Prokuratura Okręgowa w Legnicy zakończyła śledztwo w sprawie czterech nielegalnych składowisk odpadów działających na terenie byłego województwa legnickiego, w tym także w Przychowej koło Ścinawy. Łącznie zarzuty usłyszało sześciu mężczyzn. Grożą im kary więzienia.

Składowiska, o których mowa powyżej, niezgodnie z prawem funkcjonowały w Głogowie, Jakubowie koło Polkowic (w 2018 r. doszło tam do ogromnego pożaru), Cieszynach w powiecie górowskim oraz Przychowie w gminie Ścinawa. Ostatnie z wymienionych zostało wykryte na początku września 2019 roku.
– Podczas monitorowania składowiska odpadów w Głogowie przez policję oraz organ administracji samorządowej ujawniono także transport na to składowisko odpadów niebezpiecznych w postaci kwasów azotowego i siarkowego oraz substancji ropopochodnych w mauserach z innego nielegalnego składowiska odpadów znajdującego się w Przychowej w gminie Ścinawa – informuje Lidia Tkaczyszyn, rzecznik prasowy Prokuratury Okręgowej w Legnicy.
Na gorącym uczynku zatrzymano wówczas trzech mężczyzn: Łukasza G., który kierował transportem oraz kierowcę samochodu dostawczego Jerzego K. i Marka N., który wyładowywał odpady. Wszyscy trzej usłyszeli zarzuty w tej sprawie.

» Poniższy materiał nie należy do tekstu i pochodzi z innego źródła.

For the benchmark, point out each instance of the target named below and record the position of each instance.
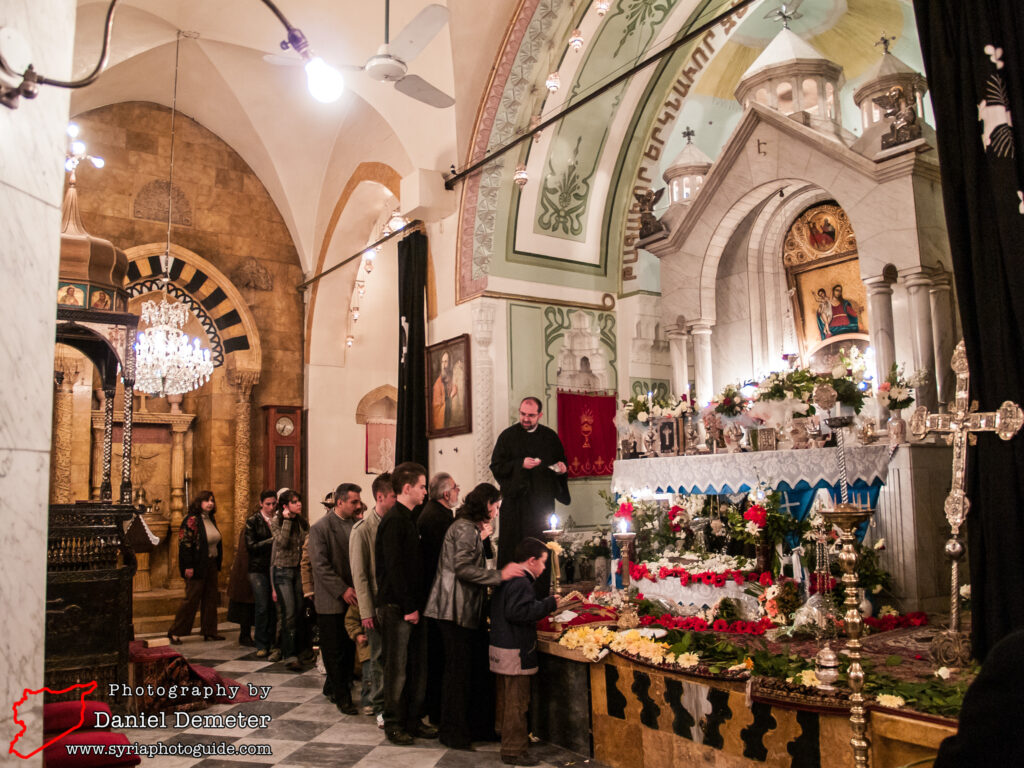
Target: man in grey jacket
(333, 592)
(361, 556)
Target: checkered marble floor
(305, 729)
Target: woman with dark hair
(200, 552)
(290, 529)
(457, 601)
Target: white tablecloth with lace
(733, 473)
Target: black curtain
(975, 69)
(411, 438)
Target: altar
(906, 487)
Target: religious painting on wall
(823, 274)
(449, 408)
(72, 294)
(100, 299)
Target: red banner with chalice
(587, 429)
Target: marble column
(483, 386)
(881, 329)
(96, 460)
(244, 381)
(943, 336)
(918, 288)
(105, 491)
(177, 503)
(701, 363)
(128, 378)
(62, 410)
(678, 351)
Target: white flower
(888, 699)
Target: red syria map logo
(84, 688)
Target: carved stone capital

Nielegalne składowisko odpadów w Przychowej znajdowało się na terenie oraz w pobliżu posesji kolejnego oskarżonego Daniela B. – Podczas przeszukania posesji tego mężczyzny funkcjonariusze znaleźli 127 mauserów o pojemności 1000 litrów z odpadami ciekłymi posadowionych na gruncie oraz w samochodach, a także za ogrodzeniem posesji oraz 12 mauserów wypełnionych substancjami stałymi – zużytymi materiałami i tekstyliami. Były to odpady niebezpieczne. Ujawniono je w centralnej części miejscowości, na posesji otoczonej zabudowaniami mieszkalnymi – dodaje prokurator.

Oskarżony Daniel B. nie miał pozwolenia na składowanie odpadów niebezpiecznych, ani się o takie nie starał. W sprawę zamieszany jest również Jarosław G., który zdaniem śledczych ma na sumieniu przestępstwa związane ze wszystkimi wymienionymi składowiskami.
– Łukasz G., Jerzy K. i Marek N. oskarżeni są o dokonanie w porozumieniu z Jarosławem G. transportu i wyładunku na nielegalnym składowisku odpadów niebezpiecznych i w ten sposób sprowadzenie bezpośredniego niebezpieczeństwa pożaru lub eksplozji materiałów wybuchowych i łatwopalnych – mówi Lidia Tkaczyszyn.
Wszystkim zatrzymanym, w tym zwłaszcza Jarosławowi G. w związku z wielością zarzutów i ich charakterem, grożą surowe kary pozbawienia wolności.